We’re doing it for ourselves. We don’t really know what else to do.
I’m going to keep making mixtapes. They’re not going to be themed. They won’t be sad. They won’t be angry or based on the apocalypse. They’re just going to be little chunks of time. An hour that gives me a bit of distraction. The thing I’ve always done. That was normal for a while, and I think it still can be.
Though, if you did get this far and want a bit of a serious personal thought, I can offer this: don’t tell me this is the new normal.
For a while, that was a fun thing to hear — a way way to euphemistically brush off the weirdness of the last week. But now … now I have little patience for the idea of a new normal.
None of this is normal. The level of unpreparedness is definitely not normal, and the logical ineptitude this country has found itself in with regard to providing basic needs is the furthest thing from normal.
So fuck this “new normal.” If you don’t mind, I think I’m going to stay afraid. I’m going to continue recognizing that we broke normal a long time ago, and this isn’t fixing it. And I think that’s okay. It keeps me honest. Keeps me working. Keeps me from feeling like I’m hiding or blowing this all off.

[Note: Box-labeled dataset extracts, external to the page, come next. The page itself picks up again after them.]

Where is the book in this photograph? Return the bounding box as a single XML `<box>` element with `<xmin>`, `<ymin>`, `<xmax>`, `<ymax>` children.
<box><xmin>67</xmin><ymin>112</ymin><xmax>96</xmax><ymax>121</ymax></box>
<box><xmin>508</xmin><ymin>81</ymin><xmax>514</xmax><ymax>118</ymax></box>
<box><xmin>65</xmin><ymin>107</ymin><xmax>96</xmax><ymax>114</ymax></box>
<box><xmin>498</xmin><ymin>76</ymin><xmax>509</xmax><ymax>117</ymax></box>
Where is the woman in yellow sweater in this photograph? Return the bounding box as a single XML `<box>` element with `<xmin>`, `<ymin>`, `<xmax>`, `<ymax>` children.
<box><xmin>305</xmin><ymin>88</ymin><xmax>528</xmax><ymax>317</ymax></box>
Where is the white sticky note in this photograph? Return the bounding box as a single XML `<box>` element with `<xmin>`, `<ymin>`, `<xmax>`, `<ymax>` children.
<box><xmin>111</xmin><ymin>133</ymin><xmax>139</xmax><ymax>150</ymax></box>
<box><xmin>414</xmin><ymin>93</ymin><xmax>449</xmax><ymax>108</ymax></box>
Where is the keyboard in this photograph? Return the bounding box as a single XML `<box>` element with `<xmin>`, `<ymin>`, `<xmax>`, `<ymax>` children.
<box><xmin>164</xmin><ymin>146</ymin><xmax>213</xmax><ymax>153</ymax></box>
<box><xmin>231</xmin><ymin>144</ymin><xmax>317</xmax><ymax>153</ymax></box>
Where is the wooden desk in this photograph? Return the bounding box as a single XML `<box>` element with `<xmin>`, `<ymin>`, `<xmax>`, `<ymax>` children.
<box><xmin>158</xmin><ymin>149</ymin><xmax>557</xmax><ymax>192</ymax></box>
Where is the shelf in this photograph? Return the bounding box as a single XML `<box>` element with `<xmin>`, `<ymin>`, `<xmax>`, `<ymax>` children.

Being afraid is normal. Accepting this pandemic as “something we’ll work through” is not. We’re long past the days of overreaction, and there’s going to be a lot more hurting before there’s any real healing. I will remember this, and I urge you do too. Remember this fear, and remember where it came from. Take action so it doesn’t happen again. And, in the meantime, stay safe. Roll with the punches.
Most importantly, never accept that this is normal.